Another feature of this draft is that nobody has the right to restrict the access to information about laws and other legal acts which are permitted for publication, as well as about emergencies, the size of the gold reserve and hard currency reserve of the country, about privileges, indemnities, health of the top officials, about facts of abusing human rights and freedoms, etc.

The draft lists the punishments for the violation of the right of access to information. These punishments contain criminal, administrative and civil punishments. By the way, the Penal Code of Russia contains the responsibility ‘for the refusal in rendering information to a citizen’ (Article 40).

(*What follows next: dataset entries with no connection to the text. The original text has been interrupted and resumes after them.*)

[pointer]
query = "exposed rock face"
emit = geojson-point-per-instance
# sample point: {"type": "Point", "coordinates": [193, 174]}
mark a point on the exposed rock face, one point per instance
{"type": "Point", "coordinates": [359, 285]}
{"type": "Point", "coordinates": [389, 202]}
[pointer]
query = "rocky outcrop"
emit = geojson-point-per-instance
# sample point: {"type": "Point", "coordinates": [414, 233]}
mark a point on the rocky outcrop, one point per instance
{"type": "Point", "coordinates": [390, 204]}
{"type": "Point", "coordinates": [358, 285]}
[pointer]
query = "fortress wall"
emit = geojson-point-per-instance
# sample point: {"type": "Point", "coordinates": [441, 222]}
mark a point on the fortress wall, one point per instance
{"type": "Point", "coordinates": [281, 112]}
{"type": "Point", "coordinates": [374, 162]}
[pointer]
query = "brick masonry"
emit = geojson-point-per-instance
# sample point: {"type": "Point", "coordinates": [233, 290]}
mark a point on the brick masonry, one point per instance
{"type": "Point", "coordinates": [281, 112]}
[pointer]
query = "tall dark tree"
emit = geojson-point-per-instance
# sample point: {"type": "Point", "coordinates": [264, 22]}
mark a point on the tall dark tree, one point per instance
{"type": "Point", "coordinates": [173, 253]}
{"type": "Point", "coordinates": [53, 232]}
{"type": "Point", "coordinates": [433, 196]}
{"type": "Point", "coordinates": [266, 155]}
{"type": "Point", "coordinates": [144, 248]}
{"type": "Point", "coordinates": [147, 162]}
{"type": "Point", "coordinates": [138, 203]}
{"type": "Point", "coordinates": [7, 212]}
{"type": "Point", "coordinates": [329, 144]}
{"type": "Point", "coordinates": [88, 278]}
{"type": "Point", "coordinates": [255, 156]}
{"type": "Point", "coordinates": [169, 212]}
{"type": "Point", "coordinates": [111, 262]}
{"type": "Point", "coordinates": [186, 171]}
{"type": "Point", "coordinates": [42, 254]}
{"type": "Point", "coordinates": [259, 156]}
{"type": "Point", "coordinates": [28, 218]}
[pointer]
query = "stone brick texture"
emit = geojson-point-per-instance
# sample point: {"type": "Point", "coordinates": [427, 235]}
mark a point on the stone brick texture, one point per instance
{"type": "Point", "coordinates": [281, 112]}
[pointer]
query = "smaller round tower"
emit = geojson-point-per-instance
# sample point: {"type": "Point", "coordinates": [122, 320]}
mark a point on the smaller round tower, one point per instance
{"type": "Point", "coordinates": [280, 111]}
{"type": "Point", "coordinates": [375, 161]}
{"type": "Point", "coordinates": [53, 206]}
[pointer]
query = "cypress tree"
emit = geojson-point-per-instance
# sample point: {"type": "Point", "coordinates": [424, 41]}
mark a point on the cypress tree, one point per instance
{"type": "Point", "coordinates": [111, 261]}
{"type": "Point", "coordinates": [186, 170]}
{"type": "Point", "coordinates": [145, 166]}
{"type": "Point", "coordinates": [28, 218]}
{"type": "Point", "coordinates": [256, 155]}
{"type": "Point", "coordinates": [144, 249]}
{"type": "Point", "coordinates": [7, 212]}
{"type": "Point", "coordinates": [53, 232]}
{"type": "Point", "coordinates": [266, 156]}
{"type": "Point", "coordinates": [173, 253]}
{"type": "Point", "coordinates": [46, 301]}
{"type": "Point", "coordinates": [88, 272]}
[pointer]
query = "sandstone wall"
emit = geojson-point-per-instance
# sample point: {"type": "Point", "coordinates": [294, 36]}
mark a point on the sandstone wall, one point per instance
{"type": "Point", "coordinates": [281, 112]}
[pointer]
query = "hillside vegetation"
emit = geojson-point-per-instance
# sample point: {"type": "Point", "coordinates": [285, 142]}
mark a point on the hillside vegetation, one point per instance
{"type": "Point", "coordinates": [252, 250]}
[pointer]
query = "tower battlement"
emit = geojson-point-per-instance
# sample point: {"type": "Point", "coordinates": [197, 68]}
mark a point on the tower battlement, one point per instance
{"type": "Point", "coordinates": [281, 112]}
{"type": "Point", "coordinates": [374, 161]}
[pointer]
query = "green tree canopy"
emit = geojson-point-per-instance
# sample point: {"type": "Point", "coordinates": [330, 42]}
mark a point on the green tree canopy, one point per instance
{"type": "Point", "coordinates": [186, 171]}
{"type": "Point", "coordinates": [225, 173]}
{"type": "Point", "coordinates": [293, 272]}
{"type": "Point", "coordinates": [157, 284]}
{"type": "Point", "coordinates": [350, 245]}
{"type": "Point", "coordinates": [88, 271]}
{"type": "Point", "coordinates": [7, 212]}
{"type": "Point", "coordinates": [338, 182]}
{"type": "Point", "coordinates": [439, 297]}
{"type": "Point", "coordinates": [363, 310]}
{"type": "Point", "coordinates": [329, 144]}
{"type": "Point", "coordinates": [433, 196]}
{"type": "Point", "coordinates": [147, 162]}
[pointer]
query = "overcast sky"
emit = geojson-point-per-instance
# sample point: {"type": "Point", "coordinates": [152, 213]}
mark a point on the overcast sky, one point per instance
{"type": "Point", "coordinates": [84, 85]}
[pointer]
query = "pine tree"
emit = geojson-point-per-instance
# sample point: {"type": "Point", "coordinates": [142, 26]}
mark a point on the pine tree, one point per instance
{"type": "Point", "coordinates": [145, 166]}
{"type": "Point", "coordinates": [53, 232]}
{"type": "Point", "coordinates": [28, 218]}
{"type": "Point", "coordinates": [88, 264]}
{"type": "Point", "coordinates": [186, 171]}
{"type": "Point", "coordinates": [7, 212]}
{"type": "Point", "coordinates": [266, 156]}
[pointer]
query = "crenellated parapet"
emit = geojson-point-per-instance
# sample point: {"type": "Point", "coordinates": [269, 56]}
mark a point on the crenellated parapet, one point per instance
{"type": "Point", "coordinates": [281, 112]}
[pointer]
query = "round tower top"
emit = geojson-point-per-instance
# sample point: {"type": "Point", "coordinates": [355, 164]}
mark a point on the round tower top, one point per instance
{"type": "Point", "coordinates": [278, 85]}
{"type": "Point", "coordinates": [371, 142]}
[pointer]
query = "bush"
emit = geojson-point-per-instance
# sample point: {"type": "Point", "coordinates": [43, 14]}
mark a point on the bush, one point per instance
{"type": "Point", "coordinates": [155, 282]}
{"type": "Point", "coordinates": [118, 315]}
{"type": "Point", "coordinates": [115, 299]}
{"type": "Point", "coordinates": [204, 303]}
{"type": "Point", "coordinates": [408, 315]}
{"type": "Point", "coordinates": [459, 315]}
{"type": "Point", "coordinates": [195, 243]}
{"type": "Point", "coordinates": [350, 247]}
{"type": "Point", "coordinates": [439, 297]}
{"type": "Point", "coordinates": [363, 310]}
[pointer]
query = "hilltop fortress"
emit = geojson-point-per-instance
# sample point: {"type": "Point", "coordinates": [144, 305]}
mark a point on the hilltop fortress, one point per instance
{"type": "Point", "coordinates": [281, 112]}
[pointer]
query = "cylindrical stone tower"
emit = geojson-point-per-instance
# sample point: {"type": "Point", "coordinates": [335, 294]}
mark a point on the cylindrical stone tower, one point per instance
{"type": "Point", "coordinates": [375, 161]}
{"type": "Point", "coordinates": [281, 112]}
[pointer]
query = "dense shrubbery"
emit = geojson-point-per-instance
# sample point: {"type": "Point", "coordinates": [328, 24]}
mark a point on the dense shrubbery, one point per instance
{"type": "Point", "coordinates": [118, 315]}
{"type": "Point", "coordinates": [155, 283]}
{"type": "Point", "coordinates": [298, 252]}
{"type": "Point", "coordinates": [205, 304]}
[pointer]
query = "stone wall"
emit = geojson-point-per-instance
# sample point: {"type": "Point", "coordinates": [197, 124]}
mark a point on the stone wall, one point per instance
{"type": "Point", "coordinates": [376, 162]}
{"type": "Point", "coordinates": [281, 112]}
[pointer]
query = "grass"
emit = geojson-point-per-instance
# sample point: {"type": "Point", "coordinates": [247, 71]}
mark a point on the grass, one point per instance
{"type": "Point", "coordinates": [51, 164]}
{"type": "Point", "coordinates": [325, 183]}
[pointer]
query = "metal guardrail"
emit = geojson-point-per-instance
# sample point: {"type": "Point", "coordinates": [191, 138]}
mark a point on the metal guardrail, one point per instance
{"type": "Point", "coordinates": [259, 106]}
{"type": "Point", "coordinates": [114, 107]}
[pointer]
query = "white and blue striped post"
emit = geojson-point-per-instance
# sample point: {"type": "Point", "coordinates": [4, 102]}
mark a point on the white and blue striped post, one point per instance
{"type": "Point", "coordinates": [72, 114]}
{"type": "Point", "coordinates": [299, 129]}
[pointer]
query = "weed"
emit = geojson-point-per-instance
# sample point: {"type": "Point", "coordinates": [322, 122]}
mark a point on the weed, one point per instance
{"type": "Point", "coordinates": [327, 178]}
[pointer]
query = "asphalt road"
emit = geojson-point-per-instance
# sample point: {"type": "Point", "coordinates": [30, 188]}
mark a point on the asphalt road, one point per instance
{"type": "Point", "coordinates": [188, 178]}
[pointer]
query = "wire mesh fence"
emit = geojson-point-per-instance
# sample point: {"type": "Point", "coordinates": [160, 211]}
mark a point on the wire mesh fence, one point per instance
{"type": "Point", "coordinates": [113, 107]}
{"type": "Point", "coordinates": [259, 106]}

Thus, it is quite possible that the list of the countries, where the laws guarantee the access to information, which includes Austria, Australia, Belgium, Canada, Italy, the Netherlands, Norway, the USA, etc., will be enriched by Russia in the near future. And what about our legislators?

PL commentary.
In our opinion the inadequate situation with the access to information in Ukraine is not due to the lack of laws. If one examines attentively the Ukrainian law ‘On information’, he will see that the law permits the access to the official information. The trouble is that this law (with many others, including the Constitution) is steadily violated by the President and by the executive power. The obstacles on the way of obtaining information, which R.Romanov justly describes, has the form of a vertical of press services from that in the President’s administration down to press-services of Ministries, agencies and so on. This construction measures out tiny doses of information. This is the invention of the Ukrainian bureaucracy, which reduced to zero the law ‘On information’, thus violating the Constitution, according to which the restriction of the access to information may be introduced by law only. This situation will be intact until the Ukrainian society bears it, and no new laws will help. To change this situation, in our opinion, is possible only through the analysis of sublegal acts, issued by various agencies. The results of such analysis must be made public, and their anti-Constitutional character must be proved in court.